SAW VI continues Jigsaw’s grand elaborate scheme, now being carried out by Detective Hoffman (or is it?). Of course Jigsaw hasn’t been with us in the present tense for two movies now, certainly a brave and innovative move by the filmmakers, killing off your boogeyman. However just because he’s dead doesn’t mean the film is without him, Jigsaw exists in flashbacks, audio recordings, and in the traps he’s devised. I think this is where the series may be made or severed like a head in a reverse bear trap. Some may not enjoy Jigsaw’s actions being carried out across the franchise by up to (now) four people, others may view this as refreshening as we move along the timeline. Personally I like it, and I enjoy seeing the excellent Tobin Bell fleshing out the Jigsaw backstory via the flashbacks. However I also have one eye on the old adage that ‘too many cooks spoil the broth‘, in other words don’t water-down the killer’s actions too much with too many villains, otherwise we may have SAW XII where each town has its own Jigsaw franchisee.
Jigsaw aside, the main gimmick of any SAW movie is now the traps, and SAW VI certainly doesn’t disappoint there; the brutalist of all being the opening ‘pound of flesh’ trap which sickening simplicity makes it all too horrific. And then there’s the carrousel shotgun trap which is sadistically inventive and a real treat for genre fans. Previous loose ends are tied up as always, and new ones are left open for next time. This time you get to find out the Deal-or-no-Deal answer to what’s inside the box. Jigsaw’s wife has a larger present-time role and it’s strongly hinted that her on screen time is only going the increase next time. The ending is as heart pounding as ever and a twist is teased only for it to be re-twisted before the credits hit, which is kind of nice. As always don’t forget to wait until the credits are over for even more teasing. SAW VI is solid, the franchise as a whole benefits from good filmmakers, writers, and character actors, and SAW VI has all of these covered. SAW VII is going to be an interesting film because I’m not sure how much longer the current SAW format will survive without some kind of swerve to keep us all guessing.

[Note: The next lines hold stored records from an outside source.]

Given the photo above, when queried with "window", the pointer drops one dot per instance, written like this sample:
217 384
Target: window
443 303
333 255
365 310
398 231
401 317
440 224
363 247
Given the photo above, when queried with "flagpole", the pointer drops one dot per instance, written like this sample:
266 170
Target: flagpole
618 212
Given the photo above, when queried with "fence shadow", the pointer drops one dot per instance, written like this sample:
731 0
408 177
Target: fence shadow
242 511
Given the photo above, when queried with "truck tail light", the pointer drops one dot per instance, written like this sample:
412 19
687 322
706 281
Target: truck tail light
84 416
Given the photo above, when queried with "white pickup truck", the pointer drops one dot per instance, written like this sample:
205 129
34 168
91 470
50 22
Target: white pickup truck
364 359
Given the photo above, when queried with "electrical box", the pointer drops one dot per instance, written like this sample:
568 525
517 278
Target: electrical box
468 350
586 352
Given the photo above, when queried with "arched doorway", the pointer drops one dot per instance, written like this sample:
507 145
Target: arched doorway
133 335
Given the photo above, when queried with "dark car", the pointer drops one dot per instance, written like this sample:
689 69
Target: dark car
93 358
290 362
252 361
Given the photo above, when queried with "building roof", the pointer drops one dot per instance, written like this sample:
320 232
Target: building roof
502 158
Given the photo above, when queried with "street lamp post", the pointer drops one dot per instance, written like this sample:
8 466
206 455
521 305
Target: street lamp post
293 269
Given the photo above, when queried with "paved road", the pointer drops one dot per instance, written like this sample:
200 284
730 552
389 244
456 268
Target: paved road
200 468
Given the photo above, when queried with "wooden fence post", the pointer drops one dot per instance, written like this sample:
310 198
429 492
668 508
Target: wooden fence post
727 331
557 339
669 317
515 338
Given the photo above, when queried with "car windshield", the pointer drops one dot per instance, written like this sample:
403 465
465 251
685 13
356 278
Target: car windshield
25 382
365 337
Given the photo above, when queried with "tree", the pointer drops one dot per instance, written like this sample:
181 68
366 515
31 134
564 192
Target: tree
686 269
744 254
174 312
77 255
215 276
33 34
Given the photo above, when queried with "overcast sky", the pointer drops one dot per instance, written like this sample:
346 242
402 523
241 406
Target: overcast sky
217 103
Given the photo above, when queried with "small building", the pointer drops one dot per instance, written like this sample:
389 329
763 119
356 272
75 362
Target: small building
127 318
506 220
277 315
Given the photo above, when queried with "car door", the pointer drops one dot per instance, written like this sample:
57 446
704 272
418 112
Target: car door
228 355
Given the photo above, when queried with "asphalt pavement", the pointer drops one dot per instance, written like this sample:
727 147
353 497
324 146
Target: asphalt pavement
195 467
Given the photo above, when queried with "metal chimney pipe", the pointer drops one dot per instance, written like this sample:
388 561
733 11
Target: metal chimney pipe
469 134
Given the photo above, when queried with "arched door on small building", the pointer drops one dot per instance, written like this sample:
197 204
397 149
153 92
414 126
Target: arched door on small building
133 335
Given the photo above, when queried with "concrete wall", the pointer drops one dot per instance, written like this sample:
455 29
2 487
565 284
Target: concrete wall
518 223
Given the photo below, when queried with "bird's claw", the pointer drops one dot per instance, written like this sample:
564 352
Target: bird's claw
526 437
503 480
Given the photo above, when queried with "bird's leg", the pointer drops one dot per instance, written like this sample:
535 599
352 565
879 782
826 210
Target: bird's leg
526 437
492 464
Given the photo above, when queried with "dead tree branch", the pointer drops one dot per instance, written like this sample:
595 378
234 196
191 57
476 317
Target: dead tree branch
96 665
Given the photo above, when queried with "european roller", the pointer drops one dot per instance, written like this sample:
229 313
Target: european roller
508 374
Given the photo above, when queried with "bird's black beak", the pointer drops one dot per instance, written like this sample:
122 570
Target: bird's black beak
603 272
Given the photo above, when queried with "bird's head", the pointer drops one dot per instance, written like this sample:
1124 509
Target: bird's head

The blu-ray presentation of SAW VI is fairly immaculate (although with all SAW films the contrast is overdone, but that’s a style choice rather than a technical error), and the franchise suits the HD format with it’s fetishising of injury and gore.., no bad thing there. The extras are limited, but you get the feeling that when SAW finally concludes we will be treated to an uber SAW box-set with all of the trimmings and retrospectives of the franchise which has succeeded where all others have failed since the 80s. There are two decent commentaries, one from the producers, and one one from the director Kevin Greutert. ‘The Traps of SAW VI‘ segment is a little thin on the ground and could have done with some eleboration for tech geeks. The best of the extras comes in the also too short ‘Jigsaw Revealed‘ segment where we get to spend some time in the company of the ever fascinating Tobin Bell who gives use more of his intriguing insights into the Jigsaw psyche. There’s also a look at the Universal Studios interactive SAW experience ‘Game Over‘ and the usual music videos, trailers, and BD Touch.